On April 3, Soundkeeper sent a letter to the King County Council in support of the independent investigation of the West Point Sewage Treatment Plant failure. In that letter, we pose detailed questions that we would like to see addressed in the investigation, including:

Comparison of an event at West Point in 2009 to the 2017 failure. In June of 2009, ten million gallons of untreated effluent were discharged into Puget Sound when the switch that controlled the emergency bypass gate malfunctioned. The 2009 event identified the failing float switches and bypass gate issues as vulnerabilities in the design and operation of the West Point facility.

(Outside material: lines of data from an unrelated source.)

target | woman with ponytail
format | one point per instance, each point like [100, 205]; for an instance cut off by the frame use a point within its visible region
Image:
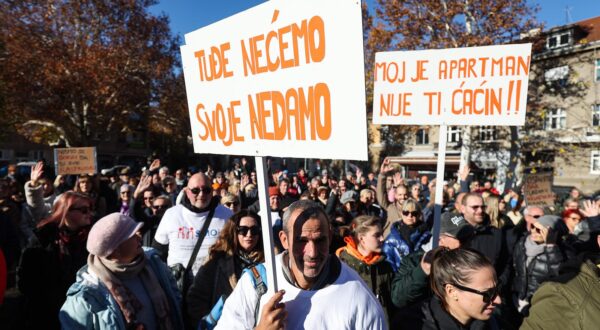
[465, 293]
[363, 253]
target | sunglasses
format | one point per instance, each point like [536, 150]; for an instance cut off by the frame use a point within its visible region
[536, 229]
[83, 209]
[413, 213]
[204, 190]
[243, 230]
[488, 295]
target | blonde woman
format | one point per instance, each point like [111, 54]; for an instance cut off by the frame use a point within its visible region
[363, 253]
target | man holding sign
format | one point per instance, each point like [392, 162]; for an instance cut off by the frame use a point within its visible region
[312, 284]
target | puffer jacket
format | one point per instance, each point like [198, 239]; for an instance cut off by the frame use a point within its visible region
[403, 240]
[90, 305]
[571, 301]
[410, 283]
[217, 277]
[543, 267]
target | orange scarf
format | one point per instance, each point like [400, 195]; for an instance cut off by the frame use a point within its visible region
[351, 249]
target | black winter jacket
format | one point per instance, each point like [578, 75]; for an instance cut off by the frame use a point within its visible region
[45, 273]
[490, 242]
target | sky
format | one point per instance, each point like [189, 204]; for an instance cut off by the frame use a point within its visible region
[188, 15]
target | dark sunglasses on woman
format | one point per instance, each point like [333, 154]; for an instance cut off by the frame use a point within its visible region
[413, 213]
[243, 230]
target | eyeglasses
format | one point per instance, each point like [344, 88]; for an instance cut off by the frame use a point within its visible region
[82, 209]
[196, 191]
[243, 230]
[488, 295]
[413, 213]
[475, 207]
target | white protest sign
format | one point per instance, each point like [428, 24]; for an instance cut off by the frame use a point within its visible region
[460, 86]
[285, 79]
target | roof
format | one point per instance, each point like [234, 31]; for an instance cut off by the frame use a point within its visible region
[593, 24]
[590, 28]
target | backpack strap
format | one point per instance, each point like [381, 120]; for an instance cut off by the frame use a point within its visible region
[259, 280]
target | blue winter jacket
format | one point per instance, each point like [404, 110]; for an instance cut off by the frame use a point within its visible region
[395, 247]
[89, 304]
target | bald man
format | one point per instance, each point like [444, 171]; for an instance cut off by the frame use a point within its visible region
[180, 226]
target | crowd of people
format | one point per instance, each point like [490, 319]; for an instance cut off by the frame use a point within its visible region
[152, 250]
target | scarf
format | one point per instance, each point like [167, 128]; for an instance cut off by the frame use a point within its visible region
[532, 249]
[110, 272]
[352, 250]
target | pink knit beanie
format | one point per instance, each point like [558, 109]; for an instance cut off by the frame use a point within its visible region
[109, 232]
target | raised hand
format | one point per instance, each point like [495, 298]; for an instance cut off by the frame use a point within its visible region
[274, 314]
[464, 172]
[37, 171]
[155, 165]
[590, 209]
[385, 166]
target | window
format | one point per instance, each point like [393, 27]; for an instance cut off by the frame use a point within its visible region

System designs and potential failures. The Wastewater Treatment Divison uses its automated Supervisory Control and Data Acquisition (SCADA) system to maximize flow to West Point’s secondary treatment plants, while protecting the biological treatment system, via operation of regulators and pump stations. Clearly, in the course of the Feb 2017 bypass emergency event, the design approach of the plant, its control system, and/or the operation of the plant failed to protect the biological treatment system.

Vulnerability of the emergency bypass gate. The ability to operate the emergency bypass gate at West Point appears to be a proven point of dangerous vulnerability in this facility. Whenever a facility has a recognized point of weakness such as this, a risk management approach should be employed to either modify the design to reduce the vulnerability, or implement an asset management plan to reduce the risk of failure at this vulnerable point.

Worker safety risks. King County staff have stated that had this event occurred during the day, multiple workers would have been in the below ground galleries that were flooded – implicating severe worker safety risks. We are concerned that the potential loss of life associated with the Feb 2017 incident points to a serious facility design flaw, and are urging the Council to ensure that the independent investigation addresses these risks head on, and issues recommendations around whatever design flaws must be corrected to prevent future loss of life or injury.